Politics & Policy

Comic-in-Chief

Why do people laugh when President Obama speaks?

Barack Obama, as observers have long observed, is many things to many people; and one of these, it would seem, is funny. An irregular thing happens when Obama makes a pause during a set-piece speech: People laugh.

By way of example, take the president’s statement to a Cleveland audience on June 16, in which he vowed that his economic plan “would get rid of pet projects and government boondoggles and bridges to nowhere.” Somewhat inexplicably, this sober oath produced widespread mirth in the assembled ranks — mirth that was tamped down only by a follow-on promise to build more highways and runways.

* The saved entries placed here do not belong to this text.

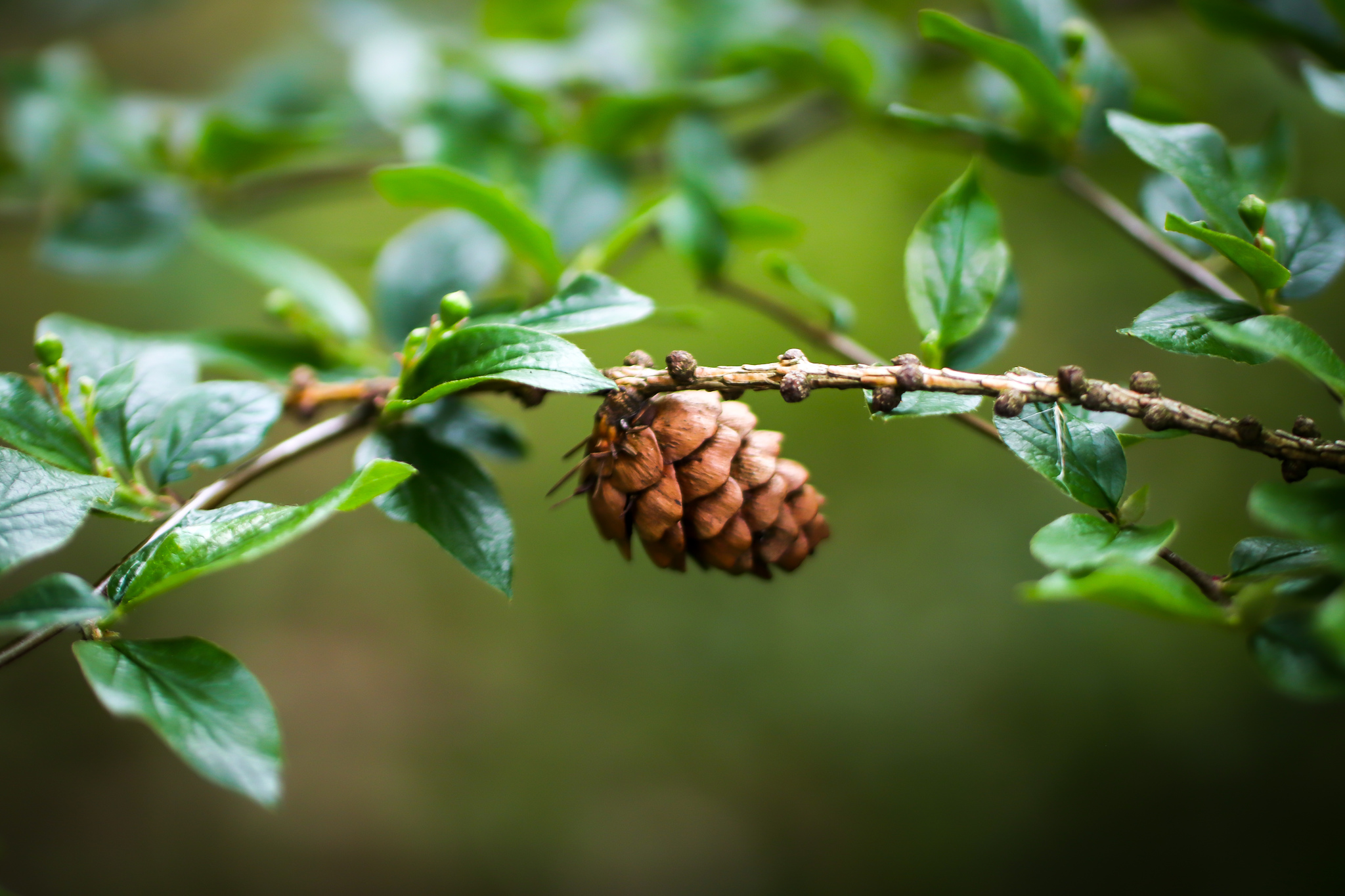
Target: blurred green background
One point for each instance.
(891, 719)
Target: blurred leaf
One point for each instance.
(1178, 326)
(42, 505)
(439, 254)
(452, 499)
(1080, 543)
(200, 699)
(213, 540)
(444, 186)
(1259, 267)
(1309, 241)
(1132, 587)
(1195, 155)
(1042, 91)
(499, 352)
(58, 599)
(1287, 340)
(1082, 458)
(210, 425)
(33, 425)
(957, 264)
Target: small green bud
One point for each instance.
(1252, 211)
(49, 350)
(454, 308)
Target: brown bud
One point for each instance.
(795, 386)
(681, 367)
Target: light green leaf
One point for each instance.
(1287, 340)
(33, 425)
(444, 186)
(211, 540)
(1261, 268)
(957, 264)
(42, 505)
(1132, 587)
(1042, 91)
(200, 699)
(58, 599)
(1080, 543)
(452, 499)
(1178, 324)
(210, 425)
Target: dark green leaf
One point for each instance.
(1178, 326)
(42, 505)
(200, 699)
(33, 425)
(57, 599)
(1082, 458)
(452, 499)
(210, 425)
(1079, 543)
(211, 540)
(444, 186)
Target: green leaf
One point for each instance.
(1082, 458)
(33, 425)
(1309, 241)
(452, 499)
(1261, 268)
(443, 253)
(42, 505)
(1080, 543)
(200, 699)
(927, 405)
(499, 352)
(1178, 324)
(1268, 557)
(1197, 156)
(58, 599)
(444, 186)
(957, 264)
(1042, 91)
(1132, 587)
(210, 425)
(590, 301)
(1289, 340)
(330, 303)
(211, 540)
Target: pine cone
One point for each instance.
(688, 473)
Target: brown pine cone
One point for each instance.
(688, 473)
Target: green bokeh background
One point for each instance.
(889, 719)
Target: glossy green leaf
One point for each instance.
(1268, 557)
(200, 699)
(211, 540)
(452, 499)
(210, 425)
(42, 505)
(1042, 91)
(1178, 324)
(444, 186)
(58, 599)
(326, 299)
(499, 352)
(33, 425)
(1287, 340)
(1197, 156)
(1080, 543)
(1082, 458)
(1309, 241)
(1259, 267)
(957, 264)
(1145, 589)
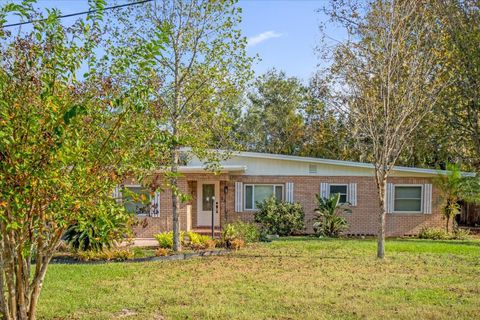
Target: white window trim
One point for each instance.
(137, 186)
(339, 185)
(253, 193)
(408, 185)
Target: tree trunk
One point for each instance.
(381, 186)
(175, 200)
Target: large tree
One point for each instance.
(389, 75)
(61, 150)
(460, 38)
(285, 116)
(202, 69)
(272, 122)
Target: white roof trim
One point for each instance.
(341, 163)
(201, 169)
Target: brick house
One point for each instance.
(248, 177)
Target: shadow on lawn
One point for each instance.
(449, 242)
(307, 256)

Likewise, last year at a DNC fundraiser, Obama told the assembled crowd that, “over the last 15 months, we’ve created over 2.1 million private-sector jobs,” an observation that was deemed sufficiently risible to elicit knowing laughter. The regrettable optics (or acoustics?) of this did not escape the notice of the powers that be, who were quick to recast the audience reaction in the official White House transcript from “laughter” to “applause.”

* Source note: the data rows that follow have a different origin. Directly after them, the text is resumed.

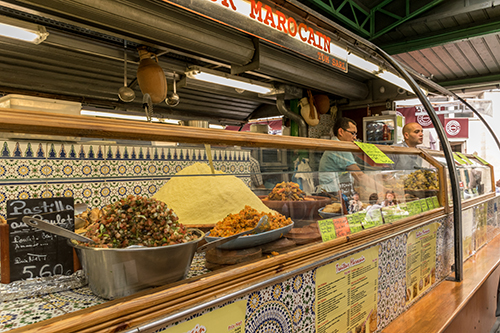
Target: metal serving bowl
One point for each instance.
(115, 273)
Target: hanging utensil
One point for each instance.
(209, 155)
(172, 97)
(54, 229)
(125, 93)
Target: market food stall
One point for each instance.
(345, 262)
(290, 287)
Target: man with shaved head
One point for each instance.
(413, 135)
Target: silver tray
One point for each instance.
(244, 242)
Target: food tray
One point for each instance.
(244, 242)
(115, 273)
(298, 210)
(326, 215)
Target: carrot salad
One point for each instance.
(245, 220)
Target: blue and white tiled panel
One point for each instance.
(289, 306)
(21, 161)
(94, 193)
(58, 150)
(284, 307)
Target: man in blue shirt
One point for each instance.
(338, 163)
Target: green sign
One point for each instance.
(465, 158)
(430, 203)
(458, 159)
(326, 230)
(481, 160)
(436, 202)
(423, 205)
(374, 153)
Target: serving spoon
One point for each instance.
(54, 229)
(262, 225)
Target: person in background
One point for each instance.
(390, 199)
(413, 135)
(255, 175)
(334, 164)
(355, 205)
(338, 161)
(374, 205)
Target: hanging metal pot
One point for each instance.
(151, 77)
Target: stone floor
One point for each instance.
(29, 310)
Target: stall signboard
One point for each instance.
(346, 293)
(459, 159)
(481, 160)
(454, 127)
(33, 252)
(420, 260)
(275, 24)
(465, 158)
(229, 318)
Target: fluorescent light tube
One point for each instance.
(227, 80)
(126, 117)
(26, 31)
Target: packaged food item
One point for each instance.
(137, 220)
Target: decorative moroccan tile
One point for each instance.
(27, 314)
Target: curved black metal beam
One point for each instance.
(457, 204)
(480, 117)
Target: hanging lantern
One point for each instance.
(151, 77)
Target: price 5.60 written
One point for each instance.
(44, 271)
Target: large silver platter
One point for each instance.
(244, 242)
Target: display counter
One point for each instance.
(356, 269)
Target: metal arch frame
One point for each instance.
(458, 267)
(364, 17)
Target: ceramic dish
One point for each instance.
(245, 242)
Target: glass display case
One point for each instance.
(385, 129)
(475, 179)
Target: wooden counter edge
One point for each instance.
(435, 310)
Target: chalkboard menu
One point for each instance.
(33, 252)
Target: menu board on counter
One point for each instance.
(33, 252)
(468, 232)
(420, 260)
(346, 294)
(342, 226)
(480, 218)
(229, 318)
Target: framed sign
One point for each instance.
(33, 252)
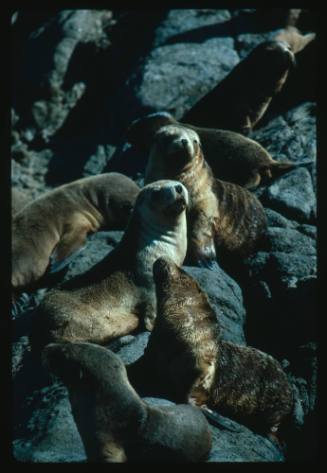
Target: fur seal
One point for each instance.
(18, 200)
(47, 231)
(108, 300)
(191, 363)
(223, 218)
(240, 100)
(295, 39)
(231, 156)
(114, 423)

Even children are not immune to the habit: Visiting a public school in Ohio’s Shaker Heights district, Obama assured students, “You inspire me.” A heckler made an inaudible comment, in response to which the group fell about, forcing the president indignantly to insist: “You do!”

Mary Kate Cory, a speechwriter for George H. W. Bush, recalled the 41st president’s reminding her that “the American people did not elect me to be a stand-up comic.” By all account the electorate did not pick Obama to play that role either. So, where is this laughter coming from?

Skepticism about Obama’s claims may have something to do with it, but it’s also possible that audiences are reacting to something other than his words. Robert Provine, an American psychologist who has spent over a decade studying the science of laughter, writes that “only 10 percent to 20 percent of the laughter episodes” he catalogued “followed anything joke-like.” The “critical stimulus for laughter is another person,” he concludes, “not a joke.”

Provine found that we tend to laugh more when people stop talking. He calls this “‘the punctuation effect’ — the tendency to laugh almost exclusively at phrase breaks in speech.” These are particularly noticeable with a speaker such as Obama, whose style relies heavily on pauses and other dramatic tricks, and whose sentences are heavier on style than substance. At the University of Miami, Obama told a sympathetic audience that he was betting on an energy future that included “algae.” There was a pause, and then the crowd tittered appreciatively. The president confirmed: “You’ve got a lot of algae out here.” The laughter grew.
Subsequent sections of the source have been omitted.